沖縄戦「集団自決」教科書問題10年目の節目で集会:沖縄

 2006年度高校教科書検定(2007年3月結果公表)では、沖縄戦の「集団自決」(強制集団死)をめぐる日本史教科書での記述について、「日本軍の強制・関与」を示す記述に検定意見が付いて削除・修正させられた事件が問題になり、沖縄県の住民や教育関係者などから厳しい批判が起きた。2007年9月29日には沖縄県で、教科書検定内容の撤回を求める県民大集会も開かれた。

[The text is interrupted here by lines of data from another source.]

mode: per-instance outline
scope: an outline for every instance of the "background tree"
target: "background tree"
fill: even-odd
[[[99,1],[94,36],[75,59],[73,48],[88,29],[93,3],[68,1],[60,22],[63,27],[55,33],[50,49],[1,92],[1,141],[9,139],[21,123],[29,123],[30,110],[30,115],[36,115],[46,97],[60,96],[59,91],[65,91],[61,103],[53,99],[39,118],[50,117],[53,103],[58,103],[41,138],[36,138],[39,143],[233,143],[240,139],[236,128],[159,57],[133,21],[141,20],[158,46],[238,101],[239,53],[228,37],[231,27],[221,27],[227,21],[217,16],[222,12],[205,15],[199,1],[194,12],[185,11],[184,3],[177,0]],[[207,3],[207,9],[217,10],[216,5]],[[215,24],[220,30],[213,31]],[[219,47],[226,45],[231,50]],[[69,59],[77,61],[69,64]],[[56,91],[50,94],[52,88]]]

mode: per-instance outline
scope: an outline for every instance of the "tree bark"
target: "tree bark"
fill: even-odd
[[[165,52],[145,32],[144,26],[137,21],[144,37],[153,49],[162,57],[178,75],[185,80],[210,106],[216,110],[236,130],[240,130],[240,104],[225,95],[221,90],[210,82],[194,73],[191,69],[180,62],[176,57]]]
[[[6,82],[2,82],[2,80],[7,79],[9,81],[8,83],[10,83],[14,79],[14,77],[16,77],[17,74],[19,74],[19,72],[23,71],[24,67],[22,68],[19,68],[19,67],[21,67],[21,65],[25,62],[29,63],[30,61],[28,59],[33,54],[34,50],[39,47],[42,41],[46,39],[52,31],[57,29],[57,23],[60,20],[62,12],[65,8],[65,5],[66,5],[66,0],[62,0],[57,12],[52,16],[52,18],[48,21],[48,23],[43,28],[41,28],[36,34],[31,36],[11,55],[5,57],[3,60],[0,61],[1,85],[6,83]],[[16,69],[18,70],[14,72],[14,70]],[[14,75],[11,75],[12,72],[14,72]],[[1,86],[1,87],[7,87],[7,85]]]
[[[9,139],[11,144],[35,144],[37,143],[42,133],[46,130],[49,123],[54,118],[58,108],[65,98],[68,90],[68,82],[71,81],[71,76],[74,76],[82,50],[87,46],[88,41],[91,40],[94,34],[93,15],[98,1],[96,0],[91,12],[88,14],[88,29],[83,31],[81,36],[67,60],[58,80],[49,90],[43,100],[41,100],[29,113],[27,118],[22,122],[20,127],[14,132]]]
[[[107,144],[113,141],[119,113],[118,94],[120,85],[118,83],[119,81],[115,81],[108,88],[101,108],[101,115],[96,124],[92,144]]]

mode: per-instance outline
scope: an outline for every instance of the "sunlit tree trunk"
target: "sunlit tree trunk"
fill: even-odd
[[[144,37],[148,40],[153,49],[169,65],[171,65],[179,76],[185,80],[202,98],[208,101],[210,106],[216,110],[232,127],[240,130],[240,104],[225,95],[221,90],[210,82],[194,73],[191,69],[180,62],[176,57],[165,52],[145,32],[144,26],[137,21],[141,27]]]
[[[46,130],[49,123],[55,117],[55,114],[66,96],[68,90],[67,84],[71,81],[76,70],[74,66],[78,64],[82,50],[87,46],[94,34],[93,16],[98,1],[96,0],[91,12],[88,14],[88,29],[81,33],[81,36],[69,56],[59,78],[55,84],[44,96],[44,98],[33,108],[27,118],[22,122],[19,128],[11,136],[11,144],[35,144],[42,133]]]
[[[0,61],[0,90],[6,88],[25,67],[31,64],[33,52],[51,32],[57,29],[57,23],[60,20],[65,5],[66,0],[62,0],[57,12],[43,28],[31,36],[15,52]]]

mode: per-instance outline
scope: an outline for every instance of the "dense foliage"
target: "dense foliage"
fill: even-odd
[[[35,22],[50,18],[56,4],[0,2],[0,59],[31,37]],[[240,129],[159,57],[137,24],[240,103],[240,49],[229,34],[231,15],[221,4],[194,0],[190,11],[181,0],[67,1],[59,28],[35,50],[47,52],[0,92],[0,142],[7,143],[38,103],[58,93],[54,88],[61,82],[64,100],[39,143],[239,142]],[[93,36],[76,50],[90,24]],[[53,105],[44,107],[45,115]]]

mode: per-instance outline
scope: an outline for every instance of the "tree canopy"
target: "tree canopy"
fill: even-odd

 県民大集会から10年目にあたる2017年9月29日、あらためて教科書問題を振り返る集会が沖縄県浦添市で開かれた。

 この教科書問題は10年たったが、当時の検定意見は撤回されていない。中学校社会科歴史教科書にも当時の検定意見の内容が波及する形になり、中学校・高校教科書ともに、軍の命令を直接示す記述を記載できない状況が続いている。その一方で、表現を工夫しながら、行間から軍による命令・強制を浮かび上がらせようとしている教科書もいくつかある。

 この日に開かれた集会では、「集団自決」で生き残った人や、学徒動員で従軍看護婦に動員された人が、自らの沖縄戦の経験を話した。

 教科書記述を後退させることは不適切である。この問題は10年越しの問題となっているが、解決まで粘り強く取り組む必要がある。